Most guys would have stopped and stared down at me, brow raised at the randomness of that question. But Vance didn’t. His steps didn’t even falter. “For dinner or—”

“Don’t think too hard. Just at any point, some random person comes up to you and says, ‘Kale or chocolate.’ Which one would you choose?”

“Chocolate.”

Shit. Swallowing, I reminded myself the kale or chocolate question wasn’t the end all be all. I had at least one hundred other questions he could royally screw up on and reveal he was a rotten person at his core. “Okay. What’s the worst thing you’ve ever done? In your life?” I’d added that last bit to get down to the nitty, gritty bad stuff.

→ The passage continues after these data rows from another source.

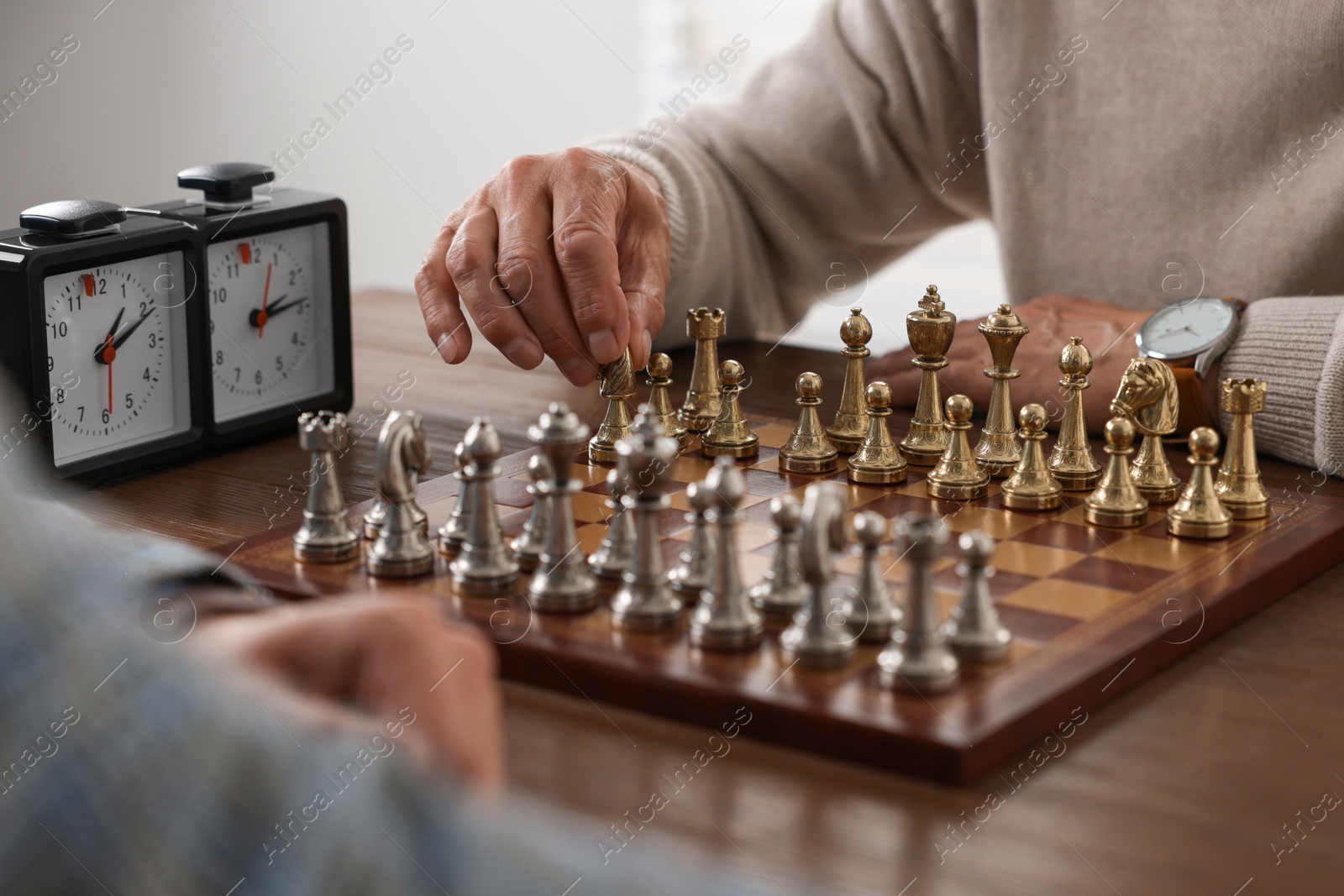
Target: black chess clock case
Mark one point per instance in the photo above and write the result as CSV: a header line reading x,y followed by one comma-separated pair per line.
x,y
286,208
27,259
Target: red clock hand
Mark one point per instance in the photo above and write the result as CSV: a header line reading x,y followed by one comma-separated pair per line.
x,y
265,293
109,355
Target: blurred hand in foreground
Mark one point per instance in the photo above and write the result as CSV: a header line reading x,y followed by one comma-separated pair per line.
x,y
360,660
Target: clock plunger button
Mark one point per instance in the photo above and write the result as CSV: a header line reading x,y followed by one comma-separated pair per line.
x,y
226,181
73,217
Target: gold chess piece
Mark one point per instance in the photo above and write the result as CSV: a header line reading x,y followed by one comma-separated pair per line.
x,y
1200,513
1117,501
1238,479
730,434
931,331
1032,485
1148,396
701,407
999,450
808,449
878,461
851,423
617,389
958,476
660,402
1073,461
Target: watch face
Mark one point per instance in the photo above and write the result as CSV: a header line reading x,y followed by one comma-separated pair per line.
x,y
270,301
118,356
1186,328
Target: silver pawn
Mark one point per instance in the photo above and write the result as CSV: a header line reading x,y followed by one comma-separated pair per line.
x,y
781,591
696,567
974,631
644,461
725,618
562,580
616,553
459,521
401,548
918,658
528,546
483,564
327,535
817,637
870,611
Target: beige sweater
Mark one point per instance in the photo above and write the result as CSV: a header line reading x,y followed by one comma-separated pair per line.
x,y
1102,141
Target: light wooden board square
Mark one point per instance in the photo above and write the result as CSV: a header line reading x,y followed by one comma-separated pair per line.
x,y
1066,598
1164,553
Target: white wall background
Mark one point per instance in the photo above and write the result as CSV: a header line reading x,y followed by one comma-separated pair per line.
x,y
156,86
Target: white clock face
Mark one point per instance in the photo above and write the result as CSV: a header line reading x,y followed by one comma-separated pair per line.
x,y
270,320
1186,328
118,356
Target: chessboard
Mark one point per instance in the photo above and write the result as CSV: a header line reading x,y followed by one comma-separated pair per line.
x,y
1093,613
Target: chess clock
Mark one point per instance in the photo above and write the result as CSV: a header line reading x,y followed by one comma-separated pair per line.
x,y
140,336
277,298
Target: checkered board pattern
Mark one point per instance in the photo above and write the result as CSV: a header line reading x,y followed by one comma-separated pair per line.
x,y
1093,611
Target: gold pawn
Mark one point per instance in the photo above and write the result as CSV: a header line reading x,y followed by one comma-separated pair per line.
x,y
808,449
617,389
660,402
998,449
1073,461
1238,479
1200,513
878,461
730,434
958,476
1032,485
1117,501
851,423
931,332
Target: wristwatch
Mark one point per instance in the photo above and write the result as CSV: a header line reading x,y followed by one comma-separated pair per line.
x,y
1189,336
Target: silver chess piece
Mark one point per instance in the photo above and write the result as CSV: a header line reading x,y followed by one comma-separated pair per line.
x,y
327,535
817,637
376,515
459,521
645,600
725,618
528,546
401,548
974,631
562,580
783,589
484,563
870,613
696,566
616,553
918,658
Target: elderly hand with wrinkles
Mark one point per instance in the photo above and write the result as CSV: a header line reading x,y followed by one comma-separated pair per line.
x,y
564,255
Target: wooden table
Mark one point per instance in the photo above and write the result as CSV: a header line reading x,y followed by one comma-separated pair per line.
x,y
1180,786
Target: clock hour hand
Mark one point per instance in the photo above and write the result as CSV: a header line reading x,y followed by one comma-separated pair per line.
x,y
255,313
121,340
102,345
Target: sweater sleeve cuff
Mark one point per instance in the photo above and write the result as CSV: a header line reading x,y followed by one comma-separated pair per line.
x,y
1297,347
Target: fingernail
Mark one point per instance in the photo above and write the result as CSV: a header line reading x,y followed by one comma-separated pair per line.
x,y
577,371
602,344
448,348
523,352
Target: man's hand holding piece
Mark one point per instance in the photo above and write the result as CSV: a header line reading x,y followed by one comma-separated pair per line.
x,y
564,255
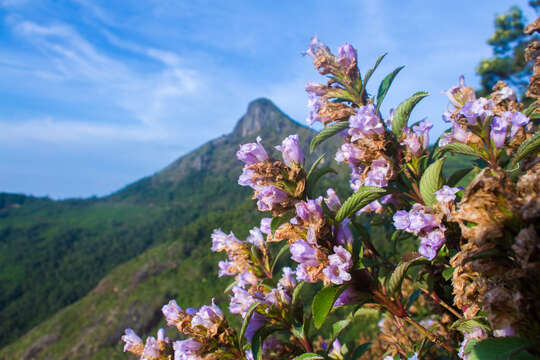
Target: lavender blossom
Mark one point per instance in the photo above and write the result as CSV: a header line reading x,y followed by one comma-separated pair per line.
x,y
241,301
268,196
265,226
459,95
208,316
304,253
133,342
349,296
518,121
332,200
151,349
256,322
379,174
499,127
347,55
288,279
412,142
365,122
302,274
255,237
291,151
309,211
246,178
477,109
186,349
446,194
171,311
401,220
349,153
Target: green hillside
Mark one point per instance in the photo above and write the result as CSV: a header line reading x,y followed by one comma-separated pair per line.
x,y
52,253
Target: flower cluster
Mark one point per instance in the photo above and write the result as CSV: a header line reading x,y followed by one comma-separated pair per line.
x,y
276,184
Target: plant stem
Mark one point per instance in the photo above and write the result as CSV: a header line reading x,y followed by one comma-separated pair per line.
x,y
432,337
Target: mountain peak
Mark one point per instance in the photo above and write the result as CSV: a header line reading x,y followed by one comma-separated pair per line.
x,y
261,113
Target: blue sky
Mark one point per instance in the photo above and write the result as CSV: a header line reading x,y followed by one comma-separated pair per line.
x,y
97,94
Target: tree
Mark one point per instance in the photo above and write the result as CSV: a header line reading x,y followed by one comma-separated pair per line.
x,y
508,42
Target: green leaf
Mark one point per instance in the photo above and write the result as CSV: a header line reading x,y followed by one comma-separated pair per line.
x,y
246,321
458,148
530,110
258,340
464,325
314,166
323,302
327,133
360,350
403,112
431,181
528,147
511,348
448,273
337,329
394,283
370,72
308,356
358,200
456,177
385,86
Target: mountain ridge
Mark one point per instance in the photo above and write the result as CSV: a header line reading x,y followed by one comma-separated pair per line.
x,y
75,243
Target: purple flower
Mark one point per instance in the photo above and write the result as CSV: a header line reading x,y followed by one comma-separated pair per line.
x,y
401,220
186,349
518,121
288,279
208,316
252,153
171,311
151,349
309,211
446,194
412,142
245,179
430,244
507,93
379,173
226,268
422,129
292,153
268,196
459,134
315,89
365,122
347,297
477,109
419,221
332,200
255,237
132,340
303,275
459,95
347,55
241,301
246,278
256,322
265,225
498,129
304,253
344,235
349,153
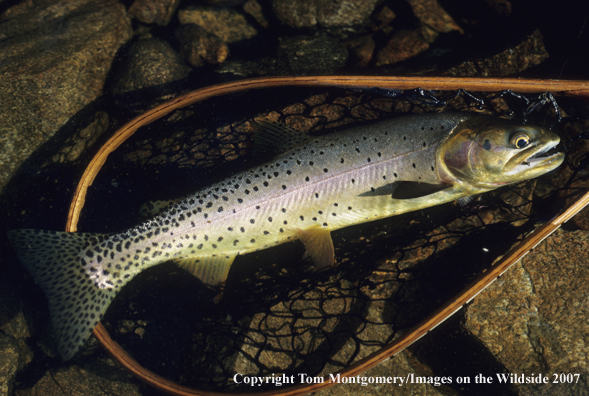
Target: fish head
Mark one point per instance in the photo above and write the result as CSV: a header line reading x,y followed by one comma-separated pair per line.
x,y
488,152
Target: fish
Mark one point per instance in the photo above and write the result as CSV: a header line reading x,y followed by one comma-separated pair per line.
x,y
314,186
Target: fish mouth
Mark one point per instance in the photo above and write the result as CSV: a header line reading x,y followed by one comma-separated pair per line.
x,y
544,157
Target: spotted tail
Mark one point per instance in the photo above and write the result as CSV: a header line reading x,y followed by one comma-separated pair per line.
x,y
76,302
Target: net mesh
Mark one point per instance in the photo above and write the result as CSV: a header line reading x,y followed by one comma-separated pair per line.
x,y
276,316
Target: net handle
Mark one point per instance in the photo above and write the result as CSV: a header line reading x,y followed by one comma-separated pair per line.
x,y
573,88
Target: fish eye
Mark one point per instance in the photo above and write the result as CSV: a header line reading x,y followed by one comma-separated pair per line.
x,y
520,140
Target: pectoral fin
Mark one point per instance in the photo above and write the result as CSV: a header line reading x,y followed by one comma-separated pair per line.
x,y
211,270
319,245
410,189
406,190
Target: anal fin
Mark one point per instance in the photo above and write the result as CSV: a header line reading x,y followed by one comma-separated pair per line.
x,y
319,245
212,270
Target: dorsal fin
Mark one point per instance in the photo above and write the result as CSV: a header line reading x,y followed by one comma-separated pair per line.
x,y
152,208
275,138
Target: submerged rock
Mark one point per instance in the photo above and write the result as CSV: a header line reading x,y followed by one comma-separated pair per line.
x,y
51,69
323,13
159,12
320,54
147,63
199,47
533,319
226,23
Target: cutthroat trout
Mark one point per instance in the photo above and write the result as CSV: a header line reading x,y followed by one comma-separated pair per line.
x,y
317,185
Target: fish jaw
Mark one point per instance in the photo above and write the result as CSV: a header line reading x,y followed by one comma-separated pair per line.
x,y
483,155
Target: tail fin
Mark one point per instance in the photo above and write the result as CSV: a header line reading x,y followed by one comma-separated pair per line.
x,y
56,261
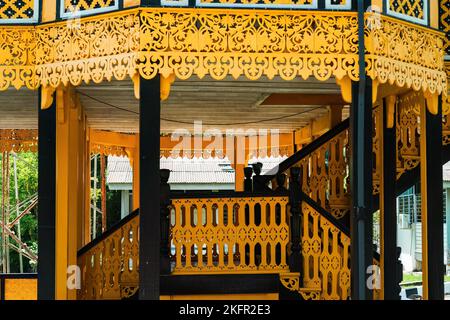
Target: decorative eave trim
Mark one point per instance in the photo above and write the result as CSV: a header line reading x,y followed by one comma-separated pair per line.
x,y
219,43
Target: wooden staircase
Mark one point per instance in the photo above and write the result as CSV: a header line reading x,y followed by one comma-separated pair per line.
x,y
298,231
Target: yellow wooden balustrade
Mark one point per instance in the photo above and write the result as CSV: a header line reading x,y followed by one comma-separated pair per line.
x,y
109,268
239,234
18,286
326,256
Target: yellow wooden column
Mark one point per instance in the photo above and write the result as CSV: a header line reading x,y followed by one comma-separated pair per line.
x,y
86,233
70,147
134,160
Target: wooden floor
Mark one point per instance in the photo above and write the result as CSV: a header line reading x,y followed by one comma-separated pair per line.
x,y
227,104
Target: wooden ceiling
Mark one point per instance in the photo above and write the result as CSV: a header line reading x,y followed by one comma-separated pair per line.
x,y
227,104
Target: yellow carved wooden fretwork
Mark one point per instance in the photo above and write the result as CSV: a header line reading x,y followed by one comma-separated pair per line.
x,y
326,256
248,234
249,43
325,175
291,281
377,131
17,10
406,55
110,269
408,8
21,140
408,144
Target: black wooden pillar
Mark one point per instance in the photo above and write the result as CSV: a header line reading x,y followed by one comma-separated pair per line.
x,y
46,200
361,173
149,198
389,206
432,206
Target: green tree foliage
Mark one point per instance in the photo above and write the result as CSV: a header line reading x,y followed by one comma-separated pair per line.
x,y
27,180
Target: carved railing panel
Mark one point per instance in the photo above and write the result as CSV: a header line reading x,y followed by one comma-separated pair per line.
x,y
326,256
77,8
248,234
325,175
110,268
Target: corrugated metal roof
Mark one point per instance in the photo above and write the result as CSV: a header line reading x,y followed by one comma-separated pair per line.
x,y
185,170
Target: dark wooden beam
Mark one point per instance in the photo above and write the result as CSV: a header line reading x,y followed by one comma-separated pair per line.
x,y
360,172
389,209
299,99
149,228
432,208
46,200
220,284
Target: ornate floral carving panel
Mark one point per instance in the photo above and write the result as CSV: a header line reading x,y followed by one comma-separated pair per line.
x,y
77,8
407,56
248,43
19,11
411,10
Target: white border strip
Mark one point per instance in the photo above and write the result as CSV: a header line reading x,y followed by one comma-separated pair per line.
x,y
82,13
330,6
423,21
313,5
28,20
174,3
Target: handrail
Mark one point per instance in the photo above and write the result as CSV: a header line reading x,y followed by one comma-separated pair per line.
x,y
108,232
226,194
337,223
307,150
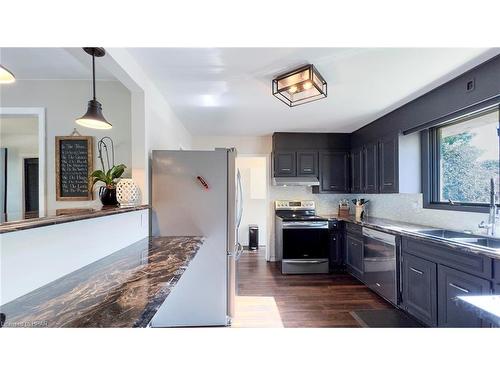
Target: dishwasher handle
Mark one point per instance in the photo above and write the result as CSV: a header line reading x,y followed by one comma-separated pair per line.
x,y
380,236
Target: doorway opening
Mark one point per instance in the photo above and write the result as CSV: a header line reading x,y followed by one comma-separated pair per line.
x,y
254,179
30,188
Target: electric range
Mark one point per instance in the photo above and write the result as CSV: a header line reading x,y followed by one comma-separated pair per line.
x,y
301,238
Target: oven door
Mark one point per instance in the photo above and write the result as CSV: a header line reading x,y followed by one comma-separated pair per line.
x,y
304,240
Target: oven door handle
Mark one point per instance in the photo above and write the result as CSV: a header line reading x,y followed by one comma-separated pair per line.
x,y
305,261
302,225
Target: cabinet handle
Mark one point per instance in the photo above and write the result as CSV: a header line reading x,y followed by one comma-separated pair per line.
x,y
416,271
459,288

“Are we playing twenty questions or something?”

“Something…” Like, find a reason to stop myself from launching over lover’s cliff with him. “Come on. Worst thing.”

“I can’t tell you.”

“Don’t tell me.” I dropped his hand. “I’ll just assume you murder elderly women and dump their bodies in the Hudson River.”

He snatched my hand back up. “The fact that that is where you went is really fucked up; you realize that?”

“This is not about me, Vance. It’s about you.”

A string of small cars and Vespas sputtered by in the dark. “Fine. The worst thing I’ve ever done was run over Mr. Snuffleupagus.”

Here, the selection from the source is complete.